Lizzie Roling and Kingswey pose in front of the office at Mawuvio’s Outreach Programme in Kissemah Village in Ghana in December.

Lizzie Roling wishes that as a child she could have had the faith shown by students she met in Ghana.
Although these children grow up in sometimes unsupportive families and live in shacks with dirt floors, they didn’t seem pessimistic about their future, the 22-year-old recalled. “They trusted in God no matter what.”
She and her cousin Traci Trenkamp, 16, both members of Ss. Mary & Joseph Parish in Sugar Creek, spent Dec. 9-28 in Kissemah Village in Ghana. There they assisted with classes taught through an organization co-founded in 2009 by Renee Farwell, a former classmate and neighbor of Roling, and Kwame Agoe of Ghana. The organization, Mawuvio’s Outreach Programme, offers a free education and care facility for children who can’t afford to buy the uniforms, textbooks and other supplies required by public schools.
About half of the roughly 60 students attending Mawuvio’s School are orphans, Roling said.
None of the students, ages 4 to 16, had received more than a second-grade education before coming to Mawuvio’s School, she said. The country’s literacy rate is 58 percent, according to the U.S. Department of State.
Roling was inspired to volunteer with disadvantaged people after a cousin died in summer 2011, years after her brother passed away. The tragedies made her want to do something more with her life, she said. She invited Trenkamp to join her in Ghana, where the two spent three weeks taking bucket showers and assisting Ghanaian teachers in a makeshift school on a house’s front porch.
“The kids were so happy to see us,” Trenkamp said. “When we got there, they just ran to us. And they would always say, ‘God bless you.’”
Despite their bubbly demeanor, many students had sad stories, she recalled. Some had been kicked out of their homes. Some had tried to earn enough money selling food or goods on street corners to pay for one meal each day.
“I don’t think the role of parents is as strong as it is in the United States,” Roling said. “You’ll see parents make sure they get their own food before their kids eat. Or there are too many kids for one mom, so all of them do their own thing.”
Farwell and Agoe serve as parents to many of the students, Roling said.
Spending time with the children was rewarding, “but you can only do so much. You can give them money, but not a family.”
Seeing what Ghanaian students lacked gave her and Trenkamp more perspective. “You realize how much you have and don’t need,” Roling said. Ghanaian children she met didn’t have toys, but were excited to get a pot to cook in.
Readjusting to a life of plenty in Iowa was hard, Trenkamp said. “I thank God for more of the things I have now.”
“It was a life-changing experience,” Roling said.

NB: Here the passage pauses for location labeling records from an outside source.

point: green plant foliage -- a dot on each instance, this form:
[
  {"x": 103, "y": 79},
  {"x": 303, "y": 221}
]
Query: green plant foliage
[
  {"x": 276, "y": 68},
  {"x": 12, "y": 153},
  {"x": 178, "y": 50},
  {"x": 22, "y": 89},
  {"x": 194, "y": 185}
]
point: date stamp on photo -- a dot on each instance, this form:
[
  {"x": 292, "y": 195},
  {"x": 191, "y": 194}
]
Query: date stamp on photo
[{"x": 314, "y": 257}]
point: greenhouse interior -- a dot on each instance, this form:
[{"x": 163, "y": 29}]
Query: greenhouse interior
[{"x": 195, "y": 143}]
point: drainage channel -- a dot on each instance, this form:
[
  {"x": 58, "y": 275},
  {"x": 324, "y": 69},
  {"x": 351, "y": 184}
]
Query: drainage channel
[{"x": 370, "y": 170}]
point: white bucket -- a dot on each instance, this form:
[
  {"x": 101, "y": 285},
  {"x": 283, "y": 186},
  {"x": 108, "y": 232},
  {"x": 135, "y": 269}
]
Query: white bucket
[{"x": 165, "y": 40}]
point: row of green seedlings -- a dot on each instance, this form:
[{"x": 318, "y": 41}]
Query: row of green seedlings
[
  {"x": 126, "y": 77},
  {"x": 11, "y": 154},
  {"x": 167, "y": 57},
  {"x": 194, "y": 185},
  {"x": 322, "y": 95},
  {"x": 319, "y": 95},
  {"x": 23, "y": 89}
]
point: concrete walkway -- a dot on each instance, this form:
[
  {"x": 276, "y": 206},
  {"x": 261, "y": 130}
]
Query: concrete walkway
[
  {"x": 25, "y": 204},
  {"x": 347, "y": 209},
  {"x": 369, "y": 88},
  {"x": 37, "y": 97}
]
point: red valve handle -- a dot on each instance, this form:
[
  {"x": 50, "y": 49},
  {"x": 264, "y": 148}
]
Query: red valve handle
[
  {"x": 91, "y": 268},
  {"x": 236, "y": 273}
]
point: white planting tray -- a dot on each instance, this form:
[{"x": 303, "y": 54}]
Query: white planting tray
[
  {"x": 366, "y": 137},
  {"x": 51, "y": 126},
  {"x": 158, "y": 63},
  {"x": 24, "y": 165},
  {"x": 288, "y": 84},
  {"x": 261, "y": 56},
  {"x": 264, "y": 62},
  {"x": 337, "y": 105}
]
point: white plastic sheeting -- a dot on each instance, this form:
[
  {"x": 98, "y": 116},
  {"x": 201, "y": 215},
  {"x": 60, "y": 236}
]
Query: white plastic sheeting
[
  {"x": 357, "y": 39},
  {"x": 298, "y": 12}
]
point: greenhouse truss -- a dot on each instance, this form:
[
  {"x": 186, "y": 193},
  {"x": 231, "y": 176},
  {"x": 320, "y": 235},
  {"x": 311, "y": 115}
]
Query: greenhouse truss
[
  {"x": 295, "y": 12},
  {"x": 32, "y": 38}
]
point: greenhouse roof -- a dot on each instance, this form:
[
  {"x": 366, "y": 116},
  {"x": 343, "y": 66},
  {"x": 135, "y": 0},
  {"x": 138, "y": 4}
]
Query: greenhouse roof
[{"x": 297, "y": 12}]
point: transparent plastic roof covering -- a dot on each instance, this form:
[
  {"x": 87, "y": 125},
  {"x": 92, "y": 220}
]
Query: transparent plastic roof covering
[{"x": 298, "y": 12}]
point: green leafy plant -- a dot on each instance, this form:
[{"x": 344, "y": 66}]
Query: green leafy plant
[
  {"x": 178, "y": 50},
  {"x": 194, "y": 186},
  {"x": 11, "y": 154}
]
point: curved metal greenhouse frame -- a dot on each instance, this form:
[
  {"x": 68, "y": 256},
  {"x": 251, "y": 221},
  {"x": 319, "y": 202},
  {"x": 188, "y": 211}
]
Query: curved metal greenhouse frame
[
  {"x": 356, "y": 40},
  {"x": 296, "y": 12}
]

Traci Trenkamp, center, shares a moment with students at Mawuvio’s Outreach Programme in Kissemah Village in Ghana in December.

‘Higher power’ guided school founders
Mawuvio’s Outreach Programme was founded in August of 2009 thanks in part to Renee Farwell, a native of Goose Lake, Iowa. A sociology major at Roosevelt University in Chicago, she was studying abroad at the University of Ghana – Legon when she met Kwame Agoe at a copy machine. The Ghanaian had been orphaned as a child and had to leave school because, although tuition was free, he couldn’t afford fees for a uniform, textbooks and other supplies. He told her he was trying to start a private school for disadvantaged children. “The public schools are highly overcrowded and run much more like businesses, passing students from grade to grade regardless of their actual knowledge so long as they are paying the school fees,” Farwell said.
She had been looking for service opportunities, so she offered to help Agoe.
“We say it was a chance meeting at a copy machine, but really, there was a higher power putting this together,” said her mother Barb Farwell, who attends Ascension Lutheran Church in Goose Lake.
The school offers English, math and science instruction; religious moral education; citizenship education and creative arts through sixth grade.